Parallel state as a UX problem
Building Nexus surfaced a design problem I had not seen framed clearly before: parallel state divergence. When you run the same prompt across four AI models simultaneously, each model is in a different state at any given moment. One is still thinking. One has finished streaming. One returned an error. One gave a two-sentence answer twenty seconds ago.
The user needs to read all four states at a glance. Traditional chat UI is designed for sequential states: one thing happens, then the next. Parallel state requires a completely different visual language. State needs to be legible in parallel, not just sequentially.
This turns out to be a general problem for any AI product that runs multiple operations simultaneously. The design patterns for sequential UX do not transfer.
When should a design system propose its own components?
A design system is a spec for how things should be built. But a spec is static. It describes what exists, not what should exist.
The experiment: can Waypoint observe how teams are building and propose components before they are requested? If three teams independently build a similar pattern, the system should surface that as a candidate component before a fourth team builds it again.
This requires instrumenting the system: tracking which tokens are used together, which patterns appear in multiple components, where designers are going off-system and why. It is closer to a linter than a library. The design system becomes something that learns.
Capability through use
The products I find most meaningful are the ones that make you better at something. Not just more efficient. Actually better.

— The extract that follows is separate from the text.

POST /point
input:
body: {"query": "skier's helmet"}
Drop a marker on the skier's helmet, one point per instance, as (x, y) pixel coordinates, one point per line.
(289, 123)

Where using the tool repeatedly results in improved judgment, faster pattern recognition, deeper understanding.
Aim Lab was this at its best. The AI did not just tell you where you were weak, it built a training program that made you less weak. The coaching was embedded in the product mechanics, not in a report you read afterward.
Most AI products do the opposite. They make you dependent. You outsource the thinking to the model and get worse at the underlying skill. The design question that keeps me up: how do you build AI that makes you more capable in its absence, not just more productive in its presence?
Cognitive rhythm and voice
People think in waves, not streams. There are moments of articulation and moments of processing. A voice interface that interrupts a processing moment feels intrusive. One that waits for the next articulation moment feels collaborative.
At Seudo, the decision to gate clustering updates to natural pauses came directly from this observation. The clustering ran continuously in the background. The UI updates waited. Users experienced the intelligence without feeling interrupted by the process.
This is a general principle for any ambient interface: the interface should be aware of the user's cognitive state and time its surfaces accordingly. Not just what to show. When.
If Magic Ink is Victor's argument against interaction-heavy information software, Dynamicland is the physical manifestation of what comes next. A communal computer where programs live on paper, tables, and walls. Where the interface is the room.
It sounds like a research project. It is actually a critique of every assumption we have built into computing since 1984. The window, the mouse, the screen. All of these are choices, not inevitabilities. Dynamicland asks: what if computation was ambient? What if the interface was not a device but an environment?
I am not building rooms. But the question it asks: what if the interface was everywhere and nowhere? That is the same question behind every ambient AI product I find compelling.
Required reading for anyone building AI interfaces. Victor argued in 2006 that most software is information software, that interactivity is a failure mode rather than a feature, and that the ideal interface infers context and shows what is relevant without being asked. We now have the AI infrastructure to actually build what he described. The irony is that the chat-first AI paradigm is exactly the interaction-heavy anti-pattern he was arguing against.